Staggering deployments to distribute the load on the network

Do not stagger deployments in an attempt to distribute the load on your network or Tanium. The more endpoints that are being patched simultaneously, the more efficient Tanium becomes with overall WAN usage.

For bandwidth-constrained locations, you can implement site throttles. For more information, see Tanium Console User Guide: Configure site throttles.

Staggering deployments to distribute the load on the Tanium Server or PatchDo not stagger deployments in an attempt to distribute the load on your network or Tanium.
Endpoints do not have enough time to install patches

Ensure that deployment windows are at least four hours and properly overlap with maintenance window times.

Ensure that maintenance windows are at least four hours long, repeat at least once each month, and properly overlap with deployment times and change control process timelines.

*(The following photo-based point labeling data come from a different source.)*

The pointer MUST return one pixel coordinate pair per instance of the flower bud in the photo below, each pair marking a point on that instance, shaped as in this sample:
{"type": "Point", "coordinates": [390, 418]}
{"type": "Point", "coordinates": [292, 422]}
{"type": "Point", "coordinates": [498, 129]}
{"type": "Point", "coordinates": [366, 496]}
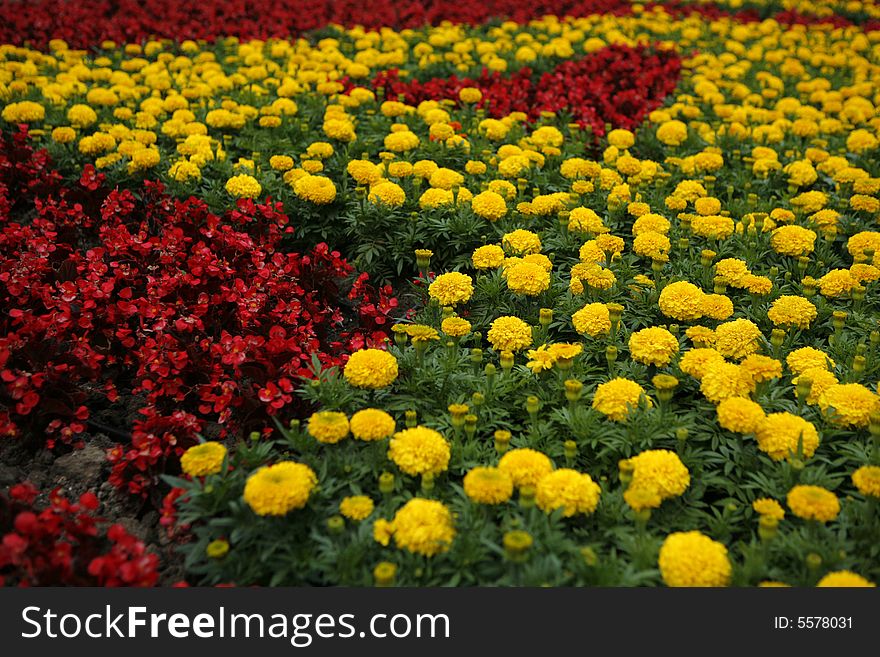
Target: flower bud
{"type": "Point", "coordinates": [502, 441]}
{"type": "Point", "coordinates": [625, 469]}
{"type": "Point", "coordinates": [767, 528]}
{"type": "Point", "coordinates": [335, 524]}
{"type": "Point", "coordinates": [470, 425]}
{"type": "Point", "coordinates": [573, 390]}
{"type": "Point", "coordinates": [611, 354]}
{"type": "Point", "coordinates": [777, 337]}
{"type": "Point", "coordinates": [386, 483]}
{"type": "Point", "coordinates": [384, 573]}
{"type": "Point", "coordinates": [516, 544]}
{"type": "Point", "coordinates": [217, 549]}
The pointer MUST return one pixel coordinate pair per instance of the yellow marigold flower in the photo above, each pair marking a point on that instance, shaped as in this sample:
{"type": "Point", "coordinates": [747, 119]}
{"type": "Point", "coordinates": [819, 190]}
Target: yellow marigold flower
{"type": "Point", "coordinates": [275, 490]}
{"type": "Point", "coordinates": [616, 398]}
{"type": "Point", "coordinates": [319, 190]}
{"type": "Point", "coordinates": [526, 467]}
{"type": "Point", "coordinates": [845, 579]}
{"type": "Point", "coordinates": [813, 503]}
{"type": "Point", "coordinates": [621, 139]}
{"type": "Point", "coordinates": [488, 485]}
{"type": "Point", "coordinates": [356, 507]}
{"type": "Point", "coordinates": [762, 368]}
{"type": "Point", "coordinates": [489, 205]}
{"type": "Point", "coordinates": [328, 426]}
{"type": "Point", "coordinates": [527, 278]}
{"type": "Point", "coordinates": [455, 327]}
{"type": "Point", "coordinates": [820, 380]}
{"type": "Point", "coordinates": [565, 351]}
{"type": "Point", "coordinates": [661, 471]}
{"type": "Point", "coordinates": [593, 320]}
{"type": "Point", "coordinates": [807, 358]}
{"type": "Point", "coordinates": [509, 334]}
{"type": "Point", "coordinates": [672, 133]}
{"type": "Point", "coordinates": [837, 283]}
{"type": "Point", "coordinates": [521, 242]}
{"type": "Point", "coordinates": [650, 223]}
{"type": "Point", "coordinates": [653, 346]}
{"type": "Point", "coordinates": [867, 480]}
{"type": "Point", "coordinates": [420, 526]}
{"type": "Point", "coordinates": [778, 436]}
{"type": "Point", "coordinates": [733, 270]}
{"type": "Point", "coordinates": [849, 404]}
{"type": "Point", "coordinates": [682, 301]}
{"type": "Point", "coordinates": [585, 220]}
{"type": "Point", "coordinates": [419, 451]}
{"type": "Point", "coordinates": [573, 491]}
{"type": "Point", "coordinates": [490, 256]}
{"type": "Point", "coordinates": [371, 368]}
{"type": "Point", "coordinates": [63, 135]}
{"type": "Point", "coordinates": [740, 415]}
{"type": "Point", "coordinates": [372, 424]}
{"type": "Point", "coordinates": [737, 339]}
{"type": "Point", "coordinates": [652, 245]}
{"type": "Point", "coordinates": [694, 559]}
{"type": "Point", "coordinates": [204, 459]}
{"type": "Point", "coordinates": [435, 198]}
{"type": "Point", "coordinates": [540, 359]}
{"type": "Point", "coordinates": [452, 288]}
{"type": "Point", "coordinates": [792, 311]}
{"type": "Point", "coordinates": [793, 240]}
{"type": "Point", "coordinates": [766, 506]}
{"type": "Point", "coordinates": [701, 336]}
{"type": "Point", "coordinates": [243, 186]}
{"type": "Point", "coordinates": [387, 193]}
{"type": "Point", "coordinates": [723, 380]}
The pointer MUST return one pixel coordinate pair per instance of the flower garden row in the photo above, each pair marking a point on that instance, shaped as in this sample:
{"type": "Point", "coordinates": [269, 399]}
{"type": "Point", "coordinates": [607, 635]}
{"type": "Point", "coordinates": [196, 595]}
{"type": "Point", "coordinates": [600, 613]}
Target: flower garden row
{"type": "Point", "coordinates": [617, 323]}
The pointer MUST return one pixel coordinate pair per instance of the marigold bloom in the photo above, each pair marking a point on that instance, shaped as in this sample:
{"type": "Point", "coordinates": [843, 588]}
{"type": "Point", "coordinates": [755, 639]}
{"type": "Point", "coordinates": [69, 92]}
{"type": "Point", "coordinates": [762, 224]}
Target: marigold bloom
{"type": "Point", "coordinates": [452, 288]}
{"type": "Point", "coordinates": [616, 398]}
{"type": "Point", "coordinates": [278, 489]}
{"type": "Point", "coordinates": [526, 467]}
{"type": "Point", "coordinates": [372, 424]}
{"type": "Point", "coordinates": [653, 346]}
{"type": "Point", "coordinates": [488, 485]}
{"type": "Point", "coordinates": [371, 368]}
{"type": "Point", "coordinates": [813, 503]}
{"type": "Point", "coordinates": [204, 459]}
{"type": "Point", "coordinates": [568, 489]}
{"type": "Point", "coordinates": [509, 334]}
{"type": "Point", "coordinates": [328, 426]}
{"type": "Point", "coordinates": [694, 559]}
{"type": "Point", "coordinates": [419, 451]}
{"type": "Point", "coordinates": [778, 436]}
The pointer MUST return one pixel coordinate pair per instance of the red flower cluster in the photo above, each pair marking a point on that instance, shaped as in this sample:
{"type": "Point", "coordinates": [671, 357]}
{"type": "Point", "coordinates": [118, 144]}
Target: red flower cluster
{"type": "Point", "coordinates": [66, 544]}
{"type": "Point", "coordinates": [618, 84]}
{"type": "Point", "coordinates": [206, 317]}
{"type": "Point", "coordinates": [88, 24]}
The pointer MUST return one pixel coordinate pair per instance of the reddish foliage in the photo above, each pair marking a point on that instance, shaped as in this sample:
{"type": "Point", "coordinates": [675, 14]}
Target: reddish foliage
{"type": "Point", "coordinates": [66, 544]}
{"type": "Point", "coordinates": [618, 84]}
{"type": "Point", "coordinates": [206, 316]}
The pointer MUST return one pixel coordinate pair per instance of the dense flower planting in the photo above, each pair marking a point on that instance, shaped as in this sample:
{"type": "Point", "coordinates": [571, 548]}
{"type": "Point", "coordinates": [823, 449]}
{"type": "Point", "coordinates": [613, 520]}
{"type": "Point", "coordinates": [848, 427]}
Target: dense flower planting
{"type": "Point", "coordinates": [617, 322]}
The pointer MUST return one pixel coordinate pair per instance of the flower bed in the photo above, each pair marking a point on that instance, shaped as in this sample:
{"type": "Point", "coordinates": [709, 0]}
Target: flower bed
{"type": "Point", "coordinates": [618, 321]}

For deployments that are scheduled for the future, select the Download immediately option. If you find that endpoints are not completing patch installations within the specified windows, schedule the deployments even further in advance.

Attempting to minimize disruption to users with maintenance windowsUse Tanium End-User Notifications instead of restrictive maintenance windows.
Not enforcing post-deployment restarts

Use the Restart option within deployments.

(Windows) Use the Notify User option and set the Deadline for restart value to less than a few days. To decrease both the endpoints missing critical or important patches and the mean time to patch metrics, the optimal value for this setting depends on your patching cycle. Successful customers find that setting the Deadline for restart value to less than three days is optimal.

Unmitigated installation failures

Identify endpoints with patch installation failures.

Investigate the specific error codes.

Remediate the conditions that caused the failures.

Endpoint health issuesEnsure that endpoints have at least 5 GB of free space, a healthy Windows Update Agent, and an up-time of less than 90 days.